Because Huntsville Hospital officials declined to be interviewed, it is unclear how they determined who had been overradiated, when the overdoses started or why patients with sudden hair loss did not arouse more suspicion.

Melissa Faye Adams is one of a number of patients who have yet to be told they were overdosed, even though they have pictures of themselves with the distinctive band of hair loss. More than two years ago, just shy of her 40th birthday, she underwent a stroke test at Huntsville Hospital after developing a headache. Fifteen days later, her hair began falling out and her life began to lurch about in disquieting ways. She still keeps a plastic bag full of her hair marked with that date, 6/15/08. “I panicked,” she said.

It would take another year and a half of worry, of unsatisfying doctor visits, before her hairdresser called one day last December telling her to pick up a copy of the local paper. In the paper, the hairdresser said, was “a picture of a lady who looks just like you.” The woman said she had been overradiated at Huntsville Hospital.

Dr. Lon Raby, a Huntsville dermatologist, also noticed the picture. “I recognized the pattern with it,” Dr. Raby said. “I’ve seen six or eight all in the same time frame.”

Suzanne Sloan, a popular fifth-grade teacher, was one of his patients. She saw the picture, too. “We were screaming,” Ms. Sloan said. “She had the same identical thing.”

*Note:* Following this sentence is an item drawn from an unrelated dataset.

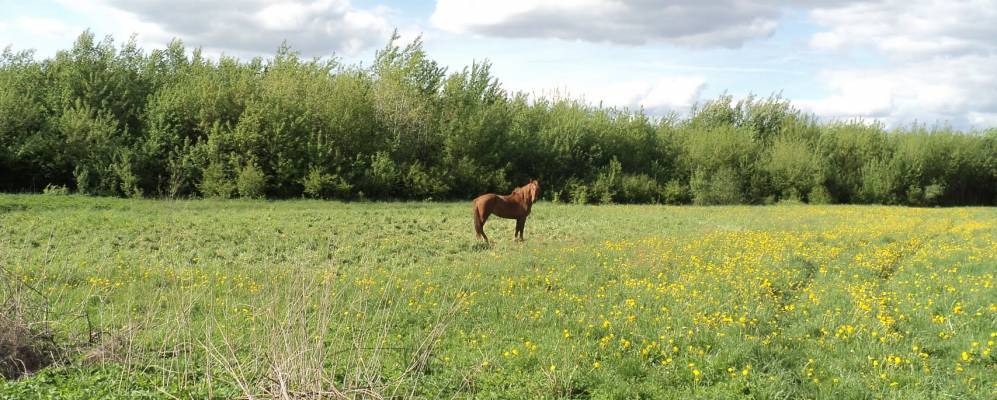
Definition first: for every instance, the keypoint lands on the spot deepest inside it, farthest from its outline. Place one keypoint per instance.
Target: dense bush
(108, 119)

Ms. Sloan’s fruitless search for an explanation had taken her to the University of Alabama at Birmingham Hospital, Ochsner Health System in Louisiana and Vanderbilt University in Tennessee. “They had no clue,” she said. “I lost 15 pounds. I couldn’t sleep.”

Ms. Sloan had tried to cover her missing hair using bobby pins. But one day at school, a gust of wind blew and children saw her strip of missing hair. One got sick and vomited, she said. As word of her condition spread, former students flocked to her classroom, some crying. “We heard you were dying,” one said. “Is there something we can do?”

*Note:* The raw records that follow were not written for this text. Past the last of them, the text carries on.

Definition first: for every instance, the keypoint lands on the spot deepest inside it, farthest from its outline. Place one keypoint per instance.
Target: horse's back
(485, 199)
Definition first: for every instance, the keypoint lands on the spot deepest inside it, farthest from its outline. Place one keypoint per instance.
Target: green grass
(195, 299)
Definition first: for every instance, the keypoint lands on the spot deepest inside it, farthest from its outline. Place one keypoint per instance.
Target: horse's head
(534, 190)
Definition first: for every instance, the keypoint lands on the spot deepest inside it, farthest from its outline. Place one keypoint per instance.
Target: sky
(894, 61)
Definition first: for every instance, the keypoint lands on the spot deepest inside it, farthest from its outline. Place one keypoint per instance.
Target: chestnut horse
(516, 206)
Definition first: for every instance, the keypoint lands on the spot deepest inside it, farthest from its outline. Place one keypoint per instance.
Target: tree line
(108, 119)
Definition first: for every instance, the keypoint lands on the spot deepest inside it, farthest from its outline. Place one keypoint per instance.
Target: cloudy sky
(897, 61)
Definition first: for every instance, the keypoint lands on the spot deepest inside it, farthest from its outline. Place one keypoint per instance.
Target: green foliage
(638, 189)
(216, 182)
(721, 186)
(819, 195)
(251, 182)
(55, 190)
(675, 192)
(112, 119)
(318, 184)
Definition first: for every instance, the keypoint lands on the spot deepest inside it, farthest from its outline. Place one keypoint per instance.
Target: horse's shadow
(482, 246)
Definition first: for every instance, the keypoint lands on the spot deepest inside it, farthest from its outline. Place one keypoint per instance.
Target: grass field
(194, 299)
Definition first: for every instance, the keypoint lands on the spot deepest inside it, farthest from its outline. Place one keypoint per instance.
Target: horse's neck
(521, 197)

Another patient, an aerospace engineer who says she had a seizure after her scan, said her dermatologist wrote to Huntsville Hospital out of concern for her and another patient with similar symptoms.

“Even after the dermatologist put two and two together and asked Huntsville Hospital to contact me, they never did,” said the engineer, who provided a picture of her hair loss but asked that her name be withheld because of professional reasons.

She said she suffered from memory loss and confusion.

Huntsville Hospital officials said they did not routinely record radiation dose levels before 2009. Mr. Ingram, the spokesman, said the hospital did keep information needed to calculate the dose, but he declined to say whether officials had gone back to determine doses for all patients who had brain perfusion scans.

The form letter Huntsville sent to overdose patients appears to play down the damage that high doses can inflict. The hospital told patients that hair loss and skin redness might occur but would go away. “At this time, we have no recommendations for you to have any follow-up treatment,” the letter said.

Health experts elsewhere have warned of possible eye damage, in addition to the higher risk of cancer and brain damage.

For Dr. Smith-Bindman, a professor at the University of California, San Francisco, the larger question raised by her review of overdose cases, including one in Huntsville, is whether their symptoms actually required such a powerful test in the first place. She also noted that many of the patients were relatively young.

“These tests have really high doses,” she said. “And there’s no system for figuring out who is getting them and why they are getting them.”

Reducing mistakes is important, but the bigger challenge, she said, is to eliminate unnecessary testing.

“Utilization has increased dramatically, and as a society we have not had the time to respond.”

Kristina Rebelo contributed reporting.